Segundo Salcedo, a Vortex criou algoritmos, sistemas de visualização e desenhou plataformas que possibilitaram aos procuradores compreenderem como atuavam os paramilitares, seus apoios políticos e econômicos e a identificar os principais responsáveis, onde ocorreram as violações, quantas e quem foram as vítimas (veja aqui alguns gráficos que ilustram o trabalho).

“Ao final desta tarefa titânica, conseguimos sentenciar não apenas os principais líderes narco paramilitares como também políticos, funcionários e autoridades públicas que os apoiaram de alguma maneira, estabelecendo precedentes jurídicos inéditos no mundo”, disse o investigador, descrito pela revista online norte-americana Ozy como “um Sherlock Holmes do século 21”.

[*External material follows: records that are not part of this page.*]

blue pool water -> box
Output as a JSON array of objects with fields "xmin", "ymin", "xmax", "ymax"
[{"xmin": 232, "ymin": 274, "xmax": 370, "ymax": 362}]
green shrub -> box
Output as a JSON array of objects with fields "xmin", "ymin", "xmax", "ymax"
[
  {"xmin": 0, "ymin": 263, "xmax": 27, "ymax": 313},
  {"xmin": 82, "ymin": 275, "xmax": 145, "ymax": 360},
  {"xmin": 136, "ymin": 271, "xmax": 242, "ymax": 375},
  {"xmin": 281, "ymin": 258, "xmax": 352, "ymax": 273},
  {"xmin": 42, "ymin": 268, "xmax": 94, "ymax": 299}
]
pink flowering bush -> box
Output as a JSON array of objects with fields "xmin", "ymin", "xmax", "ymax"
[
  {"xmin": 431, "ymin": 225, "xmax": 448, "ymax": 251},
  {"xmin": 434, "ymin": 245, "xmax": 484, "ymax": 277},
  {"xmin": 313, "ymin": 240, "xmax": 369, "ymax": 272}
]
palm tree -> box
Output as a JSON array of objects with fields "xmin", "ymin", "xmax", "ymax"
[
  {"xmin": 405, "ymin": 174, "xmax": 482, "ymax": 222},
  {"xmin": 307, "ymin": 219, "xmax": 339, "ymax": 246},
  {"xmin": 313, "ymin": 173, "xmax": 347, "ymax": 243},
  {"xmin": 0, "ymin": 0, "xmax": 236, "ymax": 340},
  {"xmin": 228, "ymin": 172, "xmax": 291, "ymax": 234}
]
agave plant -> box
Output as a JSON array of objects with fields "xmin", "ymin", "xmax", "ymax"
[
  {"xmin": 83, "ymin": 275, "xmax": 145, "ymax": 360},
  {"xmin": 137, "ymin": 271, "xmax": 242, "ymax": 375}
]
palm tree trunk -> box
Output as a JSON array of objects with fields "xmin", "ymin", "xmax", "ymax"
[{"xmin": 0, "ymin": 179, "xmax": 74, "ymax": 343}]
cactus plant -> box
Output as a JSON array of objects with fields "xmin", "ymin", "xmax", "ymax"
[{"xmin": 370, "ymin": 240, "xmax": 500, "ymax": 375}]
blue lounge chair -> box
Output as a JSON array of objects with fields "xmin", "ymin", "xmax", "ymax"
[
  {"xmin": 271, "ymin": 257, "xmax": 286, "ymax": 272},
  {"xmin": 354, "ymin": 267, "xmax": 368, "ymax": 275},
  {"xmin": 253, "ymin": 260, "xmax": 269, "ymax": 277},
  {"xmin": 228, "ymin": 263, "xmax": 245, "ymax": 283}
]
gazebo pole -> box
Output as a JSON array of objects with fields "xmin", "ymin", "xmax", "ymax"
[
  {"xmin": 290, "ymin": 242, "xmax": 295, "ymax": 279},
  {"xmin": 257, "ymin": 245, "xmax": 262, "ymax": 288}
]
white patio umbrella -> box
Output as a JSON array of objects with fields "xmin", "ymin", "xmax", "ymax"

“O sistema judicial da Colômbia, como na maioria dos países latino-americanos, está à beira do colapso, e a consequência disso é que grande parte dos delitos, mesmo aqueles normais, permanece impune. Imagine o que significaria aplicar a justiça tradicional no caso de macro violações que envolvem milhões de vítimas entre mortos, desaparecidos e deslocados, como é o caso colombiano? Seria algo impossível de ser feito”, afirmou o especialista, que também atua como consultor de segurança no México, na Guatemala e no Peru e é membro do Global Observatory of Transnational Criminal Networks.

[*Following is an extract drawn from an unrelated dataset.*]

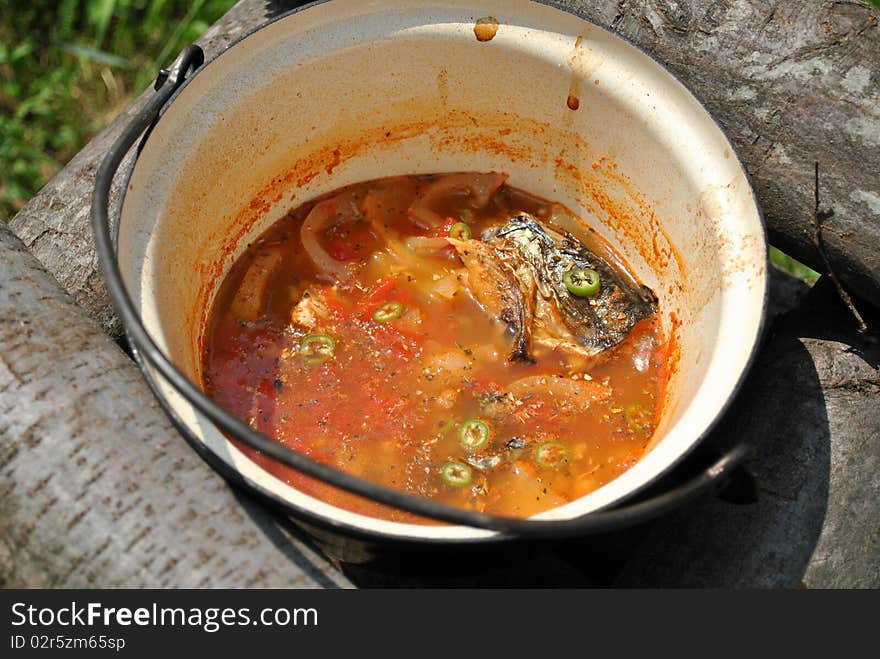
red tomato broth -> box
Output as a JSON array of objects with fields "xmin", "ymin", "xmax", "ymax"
[{"xmin": 202, "ymin": 176, "xmax": 669, "ymax": 523}]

“Nesta semana, ao apresentar suas objeções à lei estatutária que criou a Justiça para a Paz, o presidente Duque colocou um freio à consolidação da paz na Colômbia. E fez isso de forma extemporânea e desarticulada em relação ao que deveria ser a postura do Estado colombiano neste momento tão crucial”, criticou Salcedo.

Racionalidade
“O grande desafio da Colômbia, assim como de outros países latino-americanos que enfrentam epidemias de violência, é substituir o medo que a população sente pela esperança de um futuro melhor.”

General Naranjo

Durante sua fala, o ex-diretor da Polícia Nacional colombiana lembrou que a América Latina responde por 36% das mortes violentas do mundo, apesar de ter aproximadamente 8% da população mundial. “Somos a região mais violenta do mundo, o que leva alguns políticos a proporem uma política de mão dura contra o crime, admitindo inclusive graves violações aos direitos humanos. Outra vertente do pensamento político diz que o crime é consequência da desigualdade social e da pobreza. Ambos estão equivocados. O desafio é combater a violência e a criminalidade com base na racionalidade, trilhando o caminho do meio”, disse o palestrante, que também exerceu o cargo de vice-presidente da Colômbia (2017–2018).

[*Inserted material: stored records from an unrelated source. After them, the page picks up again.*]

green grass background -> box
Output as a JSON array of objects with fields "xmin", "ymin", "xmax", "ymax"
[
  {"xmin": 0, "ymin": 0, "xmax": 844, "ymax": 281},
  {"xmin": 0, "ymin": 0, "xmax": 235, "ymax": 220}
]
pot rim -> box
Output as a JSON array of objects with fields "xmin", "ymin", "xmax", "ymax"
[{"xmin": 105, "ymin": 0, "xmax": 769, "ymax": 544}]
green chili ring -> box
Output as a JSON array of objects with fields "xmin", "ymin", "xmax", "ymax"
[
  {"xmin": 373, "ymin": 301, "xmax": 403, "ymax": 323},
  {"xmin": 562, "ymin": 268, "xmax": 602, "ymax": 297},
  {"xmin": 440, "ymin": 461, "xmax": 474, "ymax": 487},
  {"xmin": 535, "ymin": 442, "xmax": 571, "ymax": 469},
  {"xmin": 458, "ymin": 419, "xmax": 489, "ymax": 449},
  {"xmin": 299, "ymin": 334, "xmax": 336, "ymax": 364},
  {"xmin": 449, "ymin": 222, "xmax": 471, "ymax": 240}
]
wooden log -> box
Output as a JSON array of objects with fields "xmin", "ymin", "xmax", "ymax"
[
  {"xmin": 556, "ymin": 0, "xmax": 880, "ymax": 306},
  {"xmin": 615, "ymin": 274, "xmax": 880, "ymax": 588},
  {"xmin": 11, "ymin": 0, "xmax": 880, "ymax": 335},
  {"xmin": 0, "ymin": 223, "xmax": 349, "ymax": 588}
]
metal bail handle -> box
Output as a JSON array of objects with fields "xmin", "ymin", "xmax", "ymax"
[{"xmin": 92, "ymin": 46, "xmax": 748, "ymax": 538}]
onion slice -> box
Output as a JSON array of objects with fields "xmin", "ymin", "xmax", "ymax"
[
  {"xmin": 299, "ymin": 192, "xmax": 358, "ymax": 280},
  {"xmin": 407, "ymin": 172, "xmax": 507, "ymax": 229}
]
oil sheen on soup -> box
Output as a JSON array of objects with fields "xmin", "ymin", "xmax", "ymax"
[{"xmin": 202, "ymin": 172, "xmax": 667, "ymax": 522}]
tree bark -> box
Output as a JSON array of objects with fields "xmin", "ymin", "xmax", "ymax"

“Por mais difícil que seja a implantação do processo de paz, trata-se de um ponto de inflexão para a sociedade colombiana e algo extremamente positivo para toda a América Latina. Sem a paz, milhares de pessoas continuariam a morrer no país a cada ano. É preferível uma paz imperfeita à continuação de uma guerra indefinida e sem fim. É inútil pretender eliminar a outra parte. Defender e manter a paz recém-conquistada é um direito, mas também um dever de todos os colombianos”, disse Naranjo (...).